Un rapport de l’Institut Montaigne préconise la création rapide d‘un livret innovation. Frédérique Vidal, la ministre de l‘Enseignement supérieure serait prête à instaurer, avant les présidentielles, de nouvelles mesures sur l’innovation dans le système universitaire.

« Nous disposons de toutes les compétences, mais elles ne travaillent pas assez ensemble.  » Ce besoin de mailler d’avantage les talents et les filières reste l‘un des thèmes préférés de Michel Saloff-Coste, grand spécialiste de l’innovation dans le monde, et remarquable Directeur de la prospective de l‘Université Catholique de Lille, (qui est aussi au passage la première université privée d‘Europe).

Dans un entretien à EntreprendreTV, cet esprit fin qui a touché à tout (philosophie avec Gilles Deleuze, beaux-arts, innovation, conseils…) pousse à une innovation ouverte et accessible à tous : « Il est fondamental de pouvoir ouvrir davantage les accès des universités au monde économique, à l’esprit d’entreprendre, et d’installer des passerelles permanentes entre étudiants, professeurs, entreprises, chercheurs ou capital-risqueurs. Le digital et la transition écologique nous font basculer dans un autre monde, et la France ne peut s‘en sortir qu’en faisant travailler d’avantage ensemble et se croiser toutes ses compétences qui ne manquent pas. Le succès de la Silicon Valley (qu‘il a longtemps étudié) ne vient pas d’ailleurs ! »

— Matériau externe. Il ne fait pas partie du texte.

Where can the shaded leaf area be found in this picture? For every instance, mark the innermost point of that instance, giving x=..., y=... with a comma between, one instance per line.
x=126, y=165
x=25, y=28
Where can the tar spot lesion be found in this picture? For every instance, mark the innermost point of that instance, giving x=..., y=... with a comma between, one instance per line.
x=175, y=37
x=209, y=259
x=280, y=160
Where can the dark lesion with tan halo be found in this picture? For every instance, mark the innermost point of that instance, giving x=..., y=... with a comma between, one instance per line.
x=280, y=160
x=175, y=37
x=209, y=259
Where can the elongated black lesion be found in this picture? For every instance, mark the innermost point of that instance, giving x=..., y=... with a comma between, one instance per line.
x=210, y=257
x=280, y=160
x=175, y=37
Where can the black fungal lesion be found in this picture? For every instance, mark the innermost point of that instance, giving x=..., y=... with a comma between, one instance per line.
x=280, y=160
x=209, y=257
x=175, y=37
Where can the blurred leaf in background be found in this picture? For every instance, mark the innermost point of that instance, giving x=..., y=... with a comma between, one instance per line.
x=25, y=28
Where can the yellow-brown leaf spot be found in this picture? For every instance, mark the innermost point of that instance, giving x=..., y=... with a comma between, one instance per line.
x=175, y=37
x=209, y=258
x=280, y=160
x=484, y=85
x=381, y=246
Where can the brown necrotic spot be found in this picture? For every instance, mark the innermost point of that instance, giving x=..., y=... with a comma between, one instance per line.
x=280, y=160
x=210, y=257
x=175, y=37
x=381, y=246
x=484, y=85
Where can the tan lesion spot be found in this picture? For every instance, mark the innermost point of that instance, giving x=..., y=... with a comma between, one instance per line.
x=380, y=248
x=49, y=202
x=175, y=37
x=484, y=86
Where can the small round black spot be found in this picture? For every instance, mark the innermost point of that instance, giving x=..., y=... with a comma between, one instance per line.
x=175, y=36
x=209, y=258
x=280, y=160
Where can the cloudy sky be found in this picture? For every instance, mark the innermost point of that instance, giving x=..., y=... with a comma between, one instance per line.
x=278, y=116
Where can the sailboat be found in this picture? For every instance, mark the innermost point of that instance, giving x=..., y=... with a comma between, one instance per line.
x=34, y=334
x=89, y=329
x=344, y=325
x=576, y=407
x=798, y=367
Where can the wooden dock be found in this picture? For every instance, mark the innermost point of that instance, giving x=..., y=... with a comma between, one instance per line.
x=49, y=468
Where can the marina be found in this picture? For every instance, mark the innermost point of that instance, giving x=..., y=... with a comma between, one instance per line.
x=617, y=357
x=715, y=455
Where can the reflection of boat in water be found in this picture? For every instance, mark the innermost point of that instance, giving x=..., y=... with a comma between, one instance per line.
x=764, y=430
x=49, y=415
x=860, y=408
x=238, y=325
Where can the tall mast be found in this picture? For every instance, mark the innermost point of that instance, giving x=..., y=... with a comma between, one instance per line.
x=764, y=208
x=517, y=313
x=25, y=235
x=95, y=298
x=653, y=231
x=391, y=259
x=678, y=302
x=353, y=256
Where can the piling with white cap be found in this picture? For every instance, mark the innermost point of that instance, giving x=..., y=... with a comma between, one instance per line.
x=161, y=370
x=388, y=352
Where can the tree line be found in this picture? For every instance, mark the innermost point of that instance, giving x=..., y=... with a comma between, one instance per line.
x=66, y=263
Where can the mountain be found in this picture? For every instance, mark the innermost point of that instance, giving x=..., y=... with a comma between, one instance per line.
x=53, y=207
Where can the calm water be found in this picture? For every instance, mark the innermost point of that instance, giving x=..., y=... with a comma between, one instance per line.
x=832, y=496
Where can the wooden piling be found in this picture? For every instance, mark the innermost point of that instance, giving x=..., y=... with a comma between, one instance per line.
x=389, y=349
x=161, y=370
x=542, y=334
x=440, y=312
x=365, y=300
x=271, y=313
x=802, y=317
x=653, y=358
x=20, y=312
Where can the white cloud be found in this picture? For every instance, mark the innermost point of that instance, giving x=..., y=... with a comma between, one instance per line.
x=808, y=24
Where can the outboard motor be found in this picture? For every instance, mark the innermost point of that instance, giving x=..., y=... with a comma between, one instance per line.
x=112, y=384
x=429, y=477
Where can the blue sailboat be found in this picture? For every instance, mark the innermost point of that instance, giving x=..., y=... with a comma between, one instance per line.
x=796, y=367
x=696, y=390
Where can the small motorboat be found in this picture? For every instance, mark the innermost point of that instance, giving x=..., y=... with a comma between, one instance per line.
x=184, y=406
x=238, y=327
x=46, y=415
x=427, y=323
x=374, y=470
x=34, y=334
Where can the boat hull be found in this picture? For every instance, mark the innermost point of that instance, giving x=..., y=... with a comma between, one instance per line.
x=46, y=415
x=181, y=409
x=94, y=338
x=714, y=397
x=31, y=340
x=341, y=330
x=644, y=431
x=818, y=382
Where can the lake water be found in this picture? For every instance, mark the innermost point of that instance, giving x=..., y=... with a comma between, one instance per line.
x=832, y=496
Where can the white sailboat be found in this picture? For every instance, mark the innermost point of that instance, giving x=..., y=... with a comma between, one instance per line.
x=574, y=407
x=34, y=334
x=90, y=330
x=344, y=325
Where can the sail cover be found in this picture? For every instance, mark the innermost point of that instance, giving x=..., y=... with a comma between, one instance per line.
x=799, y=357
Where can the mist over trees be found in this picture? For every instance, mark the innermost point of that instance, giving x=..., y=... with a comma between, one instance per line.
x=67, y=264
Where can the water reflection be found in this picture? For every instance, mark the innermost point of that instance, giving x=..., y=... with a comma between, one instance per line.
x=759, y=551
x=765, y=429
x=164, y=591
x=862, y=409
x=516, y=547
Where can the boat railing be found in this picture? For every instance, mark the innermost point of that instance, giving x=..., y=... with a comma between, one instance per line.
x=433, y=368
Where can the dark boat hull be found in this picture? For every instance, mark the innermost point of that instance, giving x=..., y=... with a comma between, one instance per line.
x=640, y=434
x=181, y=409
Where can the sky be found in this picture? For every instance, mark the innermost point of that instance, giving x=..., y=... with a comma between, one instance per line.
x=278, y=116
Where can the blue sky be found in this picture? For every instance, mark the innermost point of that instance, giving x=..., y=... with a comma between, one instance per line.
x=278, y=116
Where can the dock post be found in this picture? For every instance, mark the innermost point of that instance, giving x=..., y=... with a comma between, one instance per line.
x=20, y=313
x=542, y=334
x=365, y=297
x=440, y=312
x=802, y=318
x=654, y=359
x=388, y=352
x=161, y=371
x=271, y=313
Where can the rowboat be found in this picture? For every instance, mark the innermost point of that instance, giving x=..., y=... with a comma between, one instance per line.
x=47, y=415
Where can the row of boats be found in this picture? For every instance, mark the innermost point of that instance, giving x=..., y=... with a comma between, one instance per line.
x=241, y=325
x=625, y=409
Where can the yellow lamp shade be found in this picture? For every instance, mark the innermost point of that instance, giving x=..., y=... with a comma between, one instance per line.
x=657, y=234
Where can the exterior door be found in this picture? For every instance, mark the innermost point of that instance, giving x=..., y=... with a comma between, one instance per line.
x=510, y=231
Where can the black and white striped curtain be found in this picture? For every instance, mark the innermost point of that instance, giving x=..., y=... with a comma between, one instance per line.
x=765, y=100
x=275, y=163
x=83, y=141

Ces vérités essentielles pour notre compétitivité économique à venir sont étayées au même moment par la publication d’un rapport de l‘Institut Montaigne sur l’écosystème d‘innovation hexagonal. L‘auteur du rapport, Francis Hintermann, actuel Directeur de Recherche chez Accenture, préconise de renforcer les 33 pôles universitaires existants pour l‘innovation, le transfert technologique et l’entrepreneuriat afin d‘en faire un creuset bien plus actif et attractif. L‘Institut Montaigne pousse à la multiplication par six des étudiants- entrepreneurs en quatre ans et propose dd doubler à court terme le nombre de bénéficiaires annuels des French Tech Visa.

Ce n‘est qu‘en accentuant de telles passerelles entre monde de la recherche et monde économique que nous parviendrons comme tentent de le faire actuellement des organismes comme le CNES dans le domaine spatial, l‘INRIA en matière informatique, ou Paris- Saclay voire le CNRS plus globalement. Tout cela va dans la bonne direction sans oublier d’inculquer à nos étudiants un certain esprit de compétition avec par exemple l’instauration d‘un concours de projets entrepreneuriaux universitaires comme cela se pratique outre- Atlantique avec les comités de La Défense Advanced Research Projects Agency.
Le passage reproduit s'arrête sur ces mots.